Soldi per mangiare, per vestirsi, per pagarsi le medicine, per la scuola. Già, la scuola. Non c’è neanche diritto alla scuola in Turchia per i piccoli iracheni rifugiati. Un diritto mancato che fa soffrire i genitori che sanno che il futuro dei loro figli, lì o altrove, è legato agli studi, e che temono che le lunghe ore che i bambini passano in strada a giocare possano trasformarsi in potenziali pericoli.
“L’unica possibilità di studiare” spiega Padre Amer, “è una piccola scuola della Caritas nel quartiere di Kurtuluş dove vive la maggior parte degli iracheni e che è affidata a Padre Rodolfo Antoniazzi, un salesiano. Lì ai bambini viene impartito un insegnamento elementare, ma non delle materie scientifiche, ed un’infarinatura di inglese visto che quella sarà la lingua che potranno usare in qualsiasi parte del mondo. Inglese che viene insegnato anche agli adulti per la stessa ragione. I problemi però non mancano ed oltre a quello del personale poco qualificato all’insegnamento primario sono legati soprattutto all’igiene delle classi e dei bagni ed all’acqua che bevono. La scuola infatti non fornisce acqua in bottiglia anche se quella dei rubinetti è stata ufficialmente dichiarata non potabile dal governo e così molti bambini si ammalano.”

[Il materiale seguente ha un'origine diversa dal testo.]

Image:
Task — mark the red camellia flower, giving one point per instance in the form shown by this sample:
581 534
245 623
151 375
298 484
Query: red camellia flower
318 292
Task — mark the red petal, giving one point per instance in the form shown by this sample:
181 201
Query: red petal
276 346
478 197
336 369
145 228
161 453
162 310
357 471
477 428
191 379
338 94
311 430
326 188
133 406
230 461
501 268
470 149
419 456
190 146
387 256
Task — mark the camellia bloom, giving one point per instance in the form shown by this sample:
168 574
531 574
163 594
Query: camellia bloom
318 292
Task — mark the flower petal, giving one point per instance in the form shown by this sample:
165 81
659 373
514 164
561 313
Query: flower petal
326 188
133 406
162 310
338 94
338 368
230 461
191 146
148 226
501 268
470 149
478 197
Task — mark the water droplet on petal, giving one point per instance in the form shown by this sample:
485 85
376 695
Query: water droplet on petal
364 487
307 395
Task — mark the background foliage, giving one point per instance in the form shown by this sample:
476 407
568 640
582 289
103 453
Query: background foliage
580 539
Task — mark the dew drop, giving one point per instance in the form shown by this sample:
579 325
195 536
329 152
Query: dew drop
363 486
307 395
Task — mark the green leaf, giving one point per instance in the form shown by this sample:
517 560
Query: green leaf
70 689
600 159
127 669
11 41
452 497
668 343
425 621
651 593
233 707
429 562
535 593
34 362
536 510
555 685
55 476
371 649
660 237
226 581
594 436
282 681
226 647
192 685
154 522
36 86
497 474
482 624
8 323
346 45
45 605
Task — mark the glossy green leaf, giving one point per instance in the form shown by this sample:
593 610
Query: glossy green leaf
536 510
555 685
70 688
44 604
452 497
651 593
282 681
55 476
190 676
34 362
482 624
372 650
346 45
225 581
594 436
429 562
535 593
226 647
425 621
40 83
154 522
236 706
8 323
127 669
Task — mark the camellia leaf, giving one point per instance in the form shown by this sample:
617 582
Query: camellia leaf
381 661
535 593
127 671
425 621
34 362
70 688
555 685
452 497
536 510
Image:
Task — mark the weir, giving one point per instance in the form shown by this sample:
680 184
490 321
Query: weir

Se solo chi legge avesse potuto ascoltare le parole ed incrociare lo sguardo di Padre Amer mentre mi raccontava ciò che aveva visto ad Istanbul avrebbe capito che la condizione di quei rifugiati è penosa più di quanto qualsiasi descrizione possa rendere percepibile.
Padre Amer, ho chiesto, che speranze hanno queste persone? Cosa sognano?
Con nessuna esitazione la risposta è stata: “L’estero. Sognano di emigrare, di lasciare la Turchia, di ricominciare dal nulla in un paese, in un qualsiasi paese, che voglia dare loro una possibilità. Sono brave persone che non meritano ciò che sta succedendo loro. E’ ovvio che nessuno di loro ha dimenticato la patria, che in un piccolo angolo del loro cuore la vera speranza è quella di tornare a vivere da iracheni in Iraq, ma per ora quelli che tornano lo fanno solo perché non hanno più soldi per vivere in Turchia, specialmente se non sono stati inseriti nelle liste dell’UNHCR.”
E Lei, Padre Amer, cosa spera per loro?
“Che l’Europa apra loro le porte e li accolga perché lo meritano.”